I do think this is a good fix to start with.
Thanks a lot for your valuable comments and suggestions.
As an experiment, if the vma_is_accessed() is hacked to always return true,
the long duration remote Numa access is gone.
Proposal:
The main idea is to adjust vma_is_accessed() to let it return true easier.
solution 1 is to extend the pids_active[] from 2 to N, which has already
been proposed by Peter[1]. And how to decide N needs investigation.
I am curious if this (PeterZ's suggestion) implementation in PATCH1 of
link:
https://lore.kernel.org/linux-mm/cover.1710829750.git.raghavendra.kt@xxxxxxx/
get some benefit. I did not see good usecase at that point. but worth a
try to see if it improves performance in your case.
PATCH1 extends the array size of pids_active[] from 2 to 4, so the
history info can be kept for a longer time, but it is possible that the
scanning could still be missed after the task sleeps for a long enough
time. It seems that the N could be task-specific rather than a fixed
value.
Anyway, we will test PATCH1 to see if it helps in our benchmark and
come back later.
solution 2 is to compare the diff between mm->numa_scan_seq and
vma->numab_state->prev_scan_seq. If the diff has exceeded the threshold,
scan the vma.
solution 2 can be used to cover process-based workload(SPECcpu eg). The
reason is: There is only 1 thread within this process. If this process
access the vma at the beginning, then sleeps for a long time, the
pid_active array will be cleared. When this process is woken up, it will
never get a chance to set prot_none anymore. Because only the first 2
times of access is regarded as accessed:
(current->mm->numa_scan_seq) - vma->numab_state->start_scan_seq) < 2
and no other threads can help set this prot_none.
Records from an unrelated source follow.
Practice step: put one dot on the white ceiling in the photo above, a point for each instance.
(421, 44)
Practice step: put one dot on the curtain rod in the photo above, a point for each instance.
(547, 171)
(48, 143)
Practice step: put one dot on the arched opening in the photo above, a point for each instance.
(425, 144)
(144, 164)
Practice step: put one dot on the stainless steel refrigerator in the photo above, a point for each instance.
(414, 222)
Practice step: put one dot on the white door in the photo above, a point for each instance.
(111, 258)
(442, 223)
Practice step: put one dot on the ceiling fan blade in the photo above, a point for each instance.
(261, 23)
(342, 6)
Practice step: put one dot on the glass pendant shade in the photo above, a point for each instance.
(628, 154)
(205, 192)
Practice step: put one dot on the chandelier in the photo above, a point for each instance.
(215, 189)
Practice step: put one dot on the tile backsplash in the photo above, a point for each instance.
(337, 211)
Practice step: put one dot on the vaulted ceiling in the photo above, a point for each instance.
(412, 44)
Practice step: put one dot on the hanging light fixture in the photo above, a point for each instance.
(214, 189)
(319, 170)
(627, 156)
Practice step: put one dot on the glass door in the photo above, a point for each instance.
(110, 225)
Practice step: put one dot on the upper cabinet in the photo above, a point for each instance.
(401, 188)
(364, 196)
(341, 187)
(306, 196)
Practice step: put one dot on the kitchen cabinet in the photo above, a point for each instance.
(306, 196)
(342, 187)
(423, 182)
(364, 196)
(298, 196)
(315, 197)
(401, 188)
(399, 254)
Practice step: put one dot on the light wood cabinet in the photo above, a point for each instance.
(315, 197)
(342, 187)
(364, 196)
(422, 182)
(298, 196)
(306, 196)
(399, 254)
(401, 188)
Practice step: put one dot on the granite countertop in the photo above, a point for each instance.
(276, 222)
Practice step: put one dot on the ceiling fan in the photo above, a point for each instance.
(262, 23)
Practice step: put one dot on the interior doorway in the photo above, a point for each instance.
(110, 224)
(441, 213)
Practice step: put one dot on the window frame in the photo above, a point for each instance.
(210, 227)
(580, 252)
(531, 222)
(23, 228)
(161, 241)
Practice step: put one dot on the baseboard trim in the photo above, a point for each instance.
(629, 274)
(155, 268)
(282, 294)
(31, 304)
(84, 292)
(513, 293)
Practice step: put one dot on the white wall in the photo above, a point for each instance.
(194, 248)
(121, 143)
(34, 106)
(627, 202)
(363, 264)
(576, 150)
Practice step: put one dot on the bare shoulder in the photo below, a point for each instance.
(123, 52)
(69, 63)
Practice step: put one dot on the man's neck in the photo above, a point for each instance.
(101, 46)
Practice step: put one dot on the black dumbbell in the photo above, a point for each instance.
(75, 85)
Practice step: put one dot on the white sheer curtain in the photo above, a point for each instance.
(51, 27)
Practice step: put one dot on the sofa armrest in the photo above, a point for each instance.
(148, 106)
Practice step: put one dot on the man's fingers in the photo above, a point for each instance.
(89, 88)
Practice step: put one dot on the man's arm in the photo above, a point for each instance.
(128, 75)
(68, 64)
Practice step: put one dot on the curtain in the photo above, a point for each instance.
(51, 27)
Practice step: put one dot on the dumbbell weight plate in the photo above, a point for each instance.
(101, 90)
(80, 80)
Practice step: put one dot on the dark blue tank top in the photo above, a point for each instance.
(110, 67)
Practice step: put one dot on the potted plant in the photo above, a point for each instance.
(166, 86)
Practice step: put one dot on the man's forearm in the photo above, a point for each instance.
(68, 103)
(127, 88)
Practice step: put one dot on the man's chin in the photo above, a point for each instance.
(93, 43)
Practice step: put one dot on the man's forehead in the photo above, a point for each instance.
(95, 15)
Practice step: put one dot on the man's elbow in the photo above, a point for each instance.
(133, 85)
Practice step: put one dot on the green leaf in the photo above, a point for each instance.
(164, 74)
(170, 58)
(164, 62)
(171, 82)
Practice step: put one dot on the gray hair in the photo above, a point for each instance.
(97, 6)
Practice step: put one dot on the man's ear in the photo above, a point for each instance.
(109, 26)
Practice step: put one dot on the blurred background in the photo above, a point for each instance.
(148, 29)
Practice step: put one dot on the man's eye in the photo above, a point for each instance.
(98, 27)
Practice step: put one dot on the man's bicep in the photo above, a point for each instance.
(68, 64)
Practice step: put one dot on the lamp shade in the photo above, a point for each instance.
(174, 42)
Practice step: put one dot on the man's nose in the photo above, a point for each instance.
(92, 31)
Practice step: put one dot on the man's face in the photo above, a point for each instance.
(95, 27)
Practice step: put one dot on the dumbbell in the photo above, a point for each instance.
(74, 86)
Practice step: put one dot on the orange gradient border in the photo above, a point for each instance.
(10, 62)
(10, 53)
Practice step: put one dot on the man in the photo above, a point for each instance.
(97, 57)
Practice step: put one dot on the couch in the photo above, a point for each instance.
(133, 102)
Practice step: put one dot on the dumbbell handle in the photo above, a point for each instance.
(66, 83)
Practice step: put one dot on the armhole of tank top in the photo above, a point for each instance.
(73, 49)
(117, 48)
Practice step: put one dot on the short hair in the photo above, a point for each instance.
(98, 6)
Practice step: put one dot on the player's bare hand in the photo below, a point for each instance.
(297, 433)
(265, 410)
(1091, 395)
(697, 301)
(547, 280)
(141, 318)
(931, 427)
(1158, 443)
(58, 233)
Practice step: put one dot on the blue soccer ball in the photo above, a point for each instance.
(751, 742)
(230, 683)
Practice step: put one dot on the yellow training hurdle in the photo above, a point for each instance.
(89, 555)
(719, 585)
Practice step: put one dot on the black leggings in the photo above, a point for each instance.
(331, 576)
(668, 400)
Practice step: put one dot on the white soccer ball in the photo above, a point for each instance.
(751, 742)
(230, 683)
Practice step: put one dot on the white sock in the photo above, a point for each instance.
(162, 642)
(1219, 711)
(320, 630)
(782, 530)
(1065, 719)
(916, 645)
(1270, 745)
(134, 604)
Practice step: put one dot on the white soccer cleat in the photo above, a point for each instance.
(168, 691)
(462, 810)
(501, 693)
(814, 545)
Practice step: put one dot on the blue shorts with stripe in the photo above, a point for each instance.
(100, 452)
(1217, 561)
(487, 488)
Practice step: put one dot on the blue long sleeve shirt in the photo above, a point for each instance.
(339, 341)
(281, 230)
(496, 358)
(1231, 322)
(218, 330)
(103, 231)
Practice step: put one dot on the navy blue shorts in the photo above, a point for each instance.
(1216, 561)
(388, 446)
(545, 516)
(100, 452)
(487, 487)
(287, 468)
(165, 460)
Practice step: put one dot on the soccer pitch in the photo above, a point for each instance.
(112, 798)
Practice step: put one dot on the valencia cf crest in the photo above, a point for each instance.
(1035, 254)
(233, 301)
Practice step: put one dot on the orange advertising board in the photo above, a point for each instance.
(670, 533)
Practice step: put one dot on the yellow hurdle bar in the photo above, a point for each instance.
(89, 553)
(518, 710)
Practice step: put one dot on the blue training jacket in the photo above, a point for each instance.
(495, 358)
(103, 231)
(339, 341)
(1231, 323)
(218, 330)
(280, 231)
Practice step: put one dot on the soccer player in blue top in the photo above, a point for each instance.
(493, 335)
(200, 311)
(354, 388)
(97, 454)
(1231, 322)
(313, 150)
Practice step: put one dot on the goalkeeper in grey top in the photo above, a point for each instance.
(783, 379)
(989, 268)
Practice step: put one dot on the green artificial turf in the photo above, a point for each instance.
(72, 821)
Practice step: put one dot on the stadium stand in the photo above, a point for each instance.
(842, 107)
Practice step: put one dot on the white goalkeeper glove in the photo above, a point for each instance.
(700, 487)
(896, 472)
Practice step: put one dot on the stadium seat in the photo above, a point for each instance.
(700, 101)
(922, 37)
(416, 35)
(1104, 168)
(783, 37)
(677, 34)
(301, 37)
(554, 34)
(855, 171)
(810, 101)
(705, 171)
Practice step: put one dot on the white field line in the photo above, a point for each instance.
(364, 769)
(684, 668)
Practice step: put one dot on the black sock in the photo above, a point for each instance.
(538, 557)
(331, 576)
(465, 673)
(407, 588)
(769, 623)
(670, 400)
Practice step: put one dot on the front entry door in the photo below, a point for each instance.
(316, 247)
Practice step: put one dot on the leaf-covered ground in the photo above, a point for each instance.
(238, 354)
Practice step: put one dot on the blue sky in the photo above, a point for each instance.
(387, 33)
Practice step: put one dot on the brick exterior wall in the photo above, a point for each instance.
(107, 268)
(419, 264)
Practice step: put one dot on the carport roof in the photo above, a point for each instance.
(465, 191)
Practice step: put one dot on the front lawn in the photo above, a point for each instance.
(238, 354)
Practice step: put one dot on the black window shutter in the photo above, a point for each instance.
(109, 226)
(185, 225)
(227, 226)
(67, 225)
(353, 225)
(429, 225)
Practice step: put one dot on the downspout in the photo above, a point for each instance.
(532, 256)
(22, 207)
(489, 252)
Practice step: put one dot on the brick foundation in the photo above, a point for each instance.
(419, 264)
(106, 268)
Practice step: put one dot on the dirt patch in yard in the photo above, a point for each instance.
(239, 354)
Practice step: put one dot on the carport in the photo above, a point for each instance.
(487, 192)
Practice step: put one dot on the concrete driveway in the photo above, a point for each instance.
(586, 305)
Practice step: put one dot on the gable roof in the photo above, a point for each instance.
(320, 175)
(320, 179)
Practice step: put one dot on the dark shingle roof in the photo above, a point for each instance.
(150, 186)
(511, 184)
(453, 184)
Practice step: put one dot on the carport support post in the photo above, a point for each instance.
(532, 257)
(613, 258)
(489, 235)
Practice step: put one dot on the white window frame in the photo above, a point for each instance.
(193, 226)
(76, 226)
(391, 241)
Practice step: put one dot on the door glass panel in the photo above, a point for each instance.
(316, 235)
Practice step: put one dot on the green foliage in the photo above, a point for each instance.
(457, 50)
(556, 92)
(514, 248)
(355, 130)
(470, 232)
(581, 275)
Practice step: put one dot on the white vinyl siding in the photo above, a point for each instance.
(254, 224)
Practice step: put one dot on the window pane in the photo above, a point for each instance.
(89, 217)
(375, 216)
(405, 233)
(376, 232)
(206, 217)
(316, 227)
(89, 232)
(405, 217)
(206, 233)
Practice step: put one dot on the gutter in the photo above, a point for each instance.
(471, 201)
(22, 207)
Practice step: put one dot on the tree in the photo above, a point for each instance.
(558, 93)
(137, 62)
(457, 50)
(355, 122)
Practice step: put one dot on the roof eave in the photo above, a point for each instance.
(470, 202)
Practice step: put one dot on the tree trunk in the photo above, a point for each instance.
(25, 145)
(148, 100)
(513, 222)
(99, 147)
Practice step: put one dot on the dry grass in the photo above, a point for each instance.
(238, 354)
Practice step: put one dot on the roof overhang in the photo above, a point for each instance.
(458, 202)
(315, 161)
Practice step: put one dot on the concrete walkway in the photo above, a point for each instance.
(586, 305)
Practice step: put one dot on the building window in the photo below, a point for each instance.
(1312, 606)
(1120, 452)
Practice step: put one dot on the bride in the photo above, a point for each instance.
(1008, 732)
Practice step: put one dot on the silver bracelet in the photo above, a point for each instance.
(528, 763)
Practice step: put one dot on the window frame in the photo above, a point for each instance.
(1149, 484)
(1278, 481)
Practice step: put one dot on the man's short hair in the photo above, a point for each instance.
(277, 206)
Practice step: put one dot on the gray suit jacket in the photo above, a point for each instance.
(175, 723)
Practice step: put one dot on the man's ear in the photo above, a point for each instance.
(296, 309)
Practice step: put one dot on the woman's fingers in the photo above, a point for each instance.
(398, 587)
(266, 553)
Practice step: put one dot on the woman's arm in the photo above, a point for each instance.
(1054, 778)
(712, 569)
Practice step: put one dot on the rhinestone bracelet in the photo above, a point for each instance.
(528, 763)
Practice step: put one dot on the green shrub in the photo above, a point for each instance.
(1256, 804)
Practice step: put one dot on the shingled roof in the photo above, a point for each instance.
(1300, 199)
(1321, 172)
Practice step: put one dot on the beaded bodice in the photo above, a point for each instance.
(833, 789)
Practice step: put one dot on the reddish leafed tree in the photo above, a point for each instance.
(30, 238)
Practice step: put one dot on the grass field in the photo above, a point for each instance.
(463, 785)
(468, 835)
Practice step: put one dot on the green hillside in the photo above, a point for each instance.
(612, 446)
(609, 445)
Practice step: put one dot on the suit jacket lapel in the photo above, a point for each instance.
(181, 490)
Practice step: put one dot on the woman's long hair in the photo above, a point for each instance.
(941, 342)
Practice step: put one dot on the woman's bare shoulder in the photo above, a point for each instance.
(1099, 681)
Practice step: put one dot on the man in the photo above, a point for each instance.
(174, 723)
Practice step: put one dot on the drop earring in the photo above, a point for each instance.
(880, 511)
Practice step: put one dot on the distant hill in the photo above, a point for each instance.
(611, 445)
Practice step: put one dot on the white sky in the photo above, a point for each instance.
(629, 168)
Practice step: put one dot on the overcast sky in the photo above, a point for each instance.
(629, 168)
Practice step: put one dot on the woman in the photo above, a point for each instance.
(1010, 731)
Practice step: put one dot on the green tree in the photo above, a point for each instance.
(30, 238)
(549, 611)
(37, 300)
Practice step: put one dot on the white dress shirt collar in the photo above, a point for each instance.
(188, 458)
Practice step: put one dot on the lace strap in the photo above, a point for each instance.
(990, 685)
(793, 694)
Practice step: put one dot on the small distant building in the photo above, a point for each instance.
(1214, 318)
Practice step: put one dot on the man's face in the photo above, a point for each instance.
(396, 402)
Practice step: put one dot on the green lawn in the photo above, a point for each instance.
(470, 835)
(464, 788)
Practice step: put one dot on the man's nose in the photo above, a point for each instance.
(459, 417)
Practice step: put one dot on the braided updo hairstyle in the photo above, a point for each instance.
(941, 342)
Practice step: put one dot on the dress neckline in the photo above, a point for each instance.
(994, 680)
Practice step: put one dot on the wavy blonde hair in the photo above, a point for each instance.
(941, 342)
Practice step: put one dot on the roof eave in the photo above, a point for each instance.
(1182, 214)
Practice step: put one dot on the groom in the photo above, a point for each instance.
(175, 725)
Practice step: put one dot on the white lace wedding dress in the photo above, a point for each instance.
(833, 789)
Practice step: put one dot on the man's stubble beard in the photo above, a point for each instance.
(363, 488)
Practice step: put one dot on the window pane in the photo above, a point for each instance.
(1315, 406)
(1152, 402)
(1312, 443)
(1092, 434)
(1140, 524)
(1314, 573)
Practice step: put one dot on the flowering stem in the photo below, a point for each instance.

To Summarize: (just thinking loud on the problem IIUC)
The issue overall is, we are not handling the scanning of a single
(fewer) thread task that sleeps or inactive) some time adequately.
one solution is to unconditionally return true (in a way inversely
proportional to number of threads in a task).
But,
1. Does it regress single (or fewer) threaded tasks which does
not really need aggressive scanning.
We haven't observed such regression so far as we don't have a suitable
workload that can well represent the scenario of "tasks that do not
need aggressive scanning."
In theory, it will bring extra scanning overhead, but the penalty of
missing the necessary scanning for the tasks that do need to be migrated
may be more serious since it can result in long time remote node memory
access. This is more likely a trade-off between the scanning cost and
coverage.
2. Are we able to address the issue for multi threaded tasks which
show similar kind of pattern (viz., inactive for some duration regularly).
Theoretically it should do. If multi-threads access different VMAs of
their own, like autonuma bench THREAD_LOCAL, each thread can only help
itself to do the pg_none tagging. We have observed slight performance
improvement with this patch applied when running autonuma bench
THREAD_LOCAL.
In common use cases, tasks with multiple threads are likely to share
some vmas, so there could be higher chance that other threads help tag
the pg_none for the current thread, thus we can tolerate more vma skip,
and vice versa.